Are we sure that the problem is using flake with python3.12 and not a problem of flake not detecting operations inside f-strings for python<3.12 ?

That would be a bug in flake with python<3.12 no? :)

Ok, so I think what we're suggesting here is: 1) include python3.12 in cicd linting setup and 2) fix this linting issue as you mention above @khintz (which is ignored by flake for python<3.12). And then in future if linting in python3.12 with flake fails in cicd with expressions in fstrings then we know why :)

Sound ok @khintz and @sadamov?

khintz commented 1 month ago

That would be a bug in flake with python<3.12 no? :)
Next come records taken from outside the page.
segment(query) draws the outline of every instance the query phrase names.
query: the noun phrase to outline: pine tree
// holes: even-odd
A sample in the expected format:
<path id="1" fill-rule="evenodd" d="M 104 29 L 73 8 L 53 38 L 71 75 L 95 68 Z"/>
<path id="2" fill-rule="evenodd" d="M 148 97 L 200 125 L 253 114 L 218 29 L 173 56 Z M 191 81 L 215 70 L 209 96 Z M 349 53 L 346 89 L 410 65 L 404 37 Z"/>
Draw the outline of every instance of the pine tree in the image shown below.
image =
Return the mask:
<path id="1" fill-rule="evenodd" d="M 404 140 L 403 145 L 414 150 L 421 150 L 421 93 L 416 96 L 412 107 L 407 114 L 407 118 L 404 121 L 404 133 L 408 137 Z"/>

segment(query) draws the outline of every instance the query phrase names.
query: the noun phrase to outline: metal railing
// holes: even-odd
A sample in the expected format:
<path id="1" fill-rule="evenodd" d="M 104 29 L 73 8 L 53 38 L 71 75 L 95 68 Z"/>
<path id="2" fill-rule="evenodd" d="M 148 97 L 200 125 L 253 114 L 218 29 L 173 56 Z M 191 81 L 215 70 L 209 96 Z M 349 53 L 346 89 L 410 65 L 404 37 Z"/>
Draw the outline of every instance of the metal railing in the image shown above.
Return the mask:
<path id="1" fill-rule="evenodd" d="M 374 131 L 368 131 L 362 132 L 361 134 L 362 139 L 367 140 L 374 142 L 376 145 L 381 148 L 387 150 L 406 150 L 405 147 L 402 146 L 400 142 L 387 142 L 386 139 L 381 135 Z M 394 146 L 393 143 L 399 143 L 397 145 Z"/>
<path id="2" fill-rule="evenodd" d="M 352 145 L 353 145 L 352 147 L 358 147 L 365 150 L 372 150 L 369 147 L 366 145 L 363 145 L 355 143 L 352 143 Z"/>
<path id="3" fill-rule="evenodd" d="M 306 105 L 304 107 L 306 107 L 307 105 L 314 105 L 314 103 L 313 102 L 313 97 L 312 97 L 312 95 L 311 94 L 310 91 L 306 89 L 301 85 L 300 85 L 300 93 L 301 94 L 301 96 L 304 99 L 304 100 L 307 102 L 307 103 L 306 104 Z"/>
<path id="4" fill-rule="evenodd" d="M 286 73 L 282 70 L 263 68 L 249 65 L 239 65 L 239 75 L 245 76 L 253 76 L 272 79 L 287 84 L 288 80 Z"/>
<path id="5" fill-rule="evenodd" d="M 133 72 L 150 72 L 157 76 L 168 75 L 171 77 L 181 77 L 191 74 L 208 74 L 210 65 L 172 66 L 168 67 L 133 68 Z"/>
That would be my assumption until I am proved wrong 😄

Your suggestion sounds good to me.

leifdenby commented 1 month ago

thanks for your help @sadamov and @khintz, could you give this a last glance-over please and see if you're happy to accept the changes?

leifdenby commented 1 month ago

thank you both!

joeloskarsson commented 1 month ago

Pylint is indeed very slow. If ruff is working well and is fast I think it sounds great to switch to that.

Just for my understanding: @leifdenby do I understand correctly that this removes the use of pylint? Does that relate to not checking imports to external packages?